I've decided that its time to move on and move up the ladder into something else-I want to be in a big car which is a 50/50 shot that it might happen or might not happen. I know it might not be a big surprise that this announcement has come up but I'm sure everybody at Lakeland Speedway is not surprised that this is happening but my dreams will live up to the end and I'll keep my chin up and keep going forward toward my talent. The good news is I won't quit until after the 08' season. I won't be back to R/C racing until August 7th in 10 weeks. Right now I just need to concentrate on something I wanna do.Ever since I quit GASCAR last year it has never been a great experience-my dad didn't have the equipment,and tires to keep us a float and if he would have the equipment I would stay but that's not the case today. I basically don't have the right equipment to stay with Jerry,Mike,and now today RJ and Skillet."SORRY GUYS,BUT ITS TIME TO MOVE ON!!!!!!!!!HOPE YOU GUYS UNDERSTAND."
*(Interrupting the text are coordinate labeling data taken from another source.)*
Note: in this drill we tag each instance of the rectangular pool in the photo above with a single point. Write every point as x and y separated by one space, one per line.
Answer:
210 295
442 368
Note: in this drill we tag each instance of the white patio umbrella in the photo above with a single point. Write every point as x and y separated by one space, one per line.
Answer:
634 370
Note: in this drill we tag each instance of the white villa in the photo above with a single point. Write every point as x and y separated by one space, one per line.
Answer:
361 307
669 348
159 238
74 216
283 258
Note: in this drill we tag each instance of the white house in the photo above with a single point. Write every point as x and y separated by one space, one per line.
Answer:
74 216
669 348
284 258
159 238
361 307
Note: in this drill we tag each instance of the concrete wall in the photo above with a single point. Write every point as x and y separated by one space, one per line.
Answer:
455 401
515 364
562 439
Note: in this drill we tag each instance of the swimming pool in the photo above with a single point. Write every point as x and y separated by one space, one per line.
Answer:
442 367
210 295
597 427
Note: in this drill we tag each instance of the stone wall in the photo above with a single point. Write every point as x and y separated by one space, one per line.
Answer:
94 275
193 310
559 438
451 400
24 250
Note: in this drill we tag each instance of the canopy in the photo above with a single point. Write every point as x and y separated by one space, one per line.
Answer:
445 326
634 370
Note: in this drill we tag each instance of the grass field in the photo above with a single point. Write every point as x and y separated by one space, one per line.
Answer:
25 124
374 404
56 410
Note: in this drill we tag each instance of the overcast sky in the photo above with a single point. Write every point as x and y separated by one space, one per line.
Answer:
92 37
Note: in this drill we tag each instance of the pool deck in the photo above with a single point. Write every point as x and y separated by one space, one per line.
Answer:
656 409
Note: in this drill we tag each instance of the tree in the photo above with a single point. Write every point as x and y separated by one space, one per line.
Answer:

_*Andrew Simmons #23 truck*_ _*and#5 car*_


----------



## Mike Clark (Apr 28, 2007)

Hi Andrew,
Well Andrew if you reconsider we'll still be in the same place racing the same old BRP cars. However giving up something that really does not cost you more than a few bucks every other week is understandable if you don't enjoy that type of racing!

Now the part about not being competative is nonsence. Your rides are just a good as anyone's there and you ability is a definite cut above the average racers. What you need to learn is to make sure that your cars are ready to be placed onto the track and raced. Be prepaired to race.
With most of the guys running in the 2.75 escond range you can't have anything draging, stay off the grass run and run consistant laps.

The last time you raced you had just got your new transmitter tuned up and working great but you truck & car bodies were ridding to low and scraping on the racing surface. That can't be good for lap times. 

we'll see you next thursday night.


----------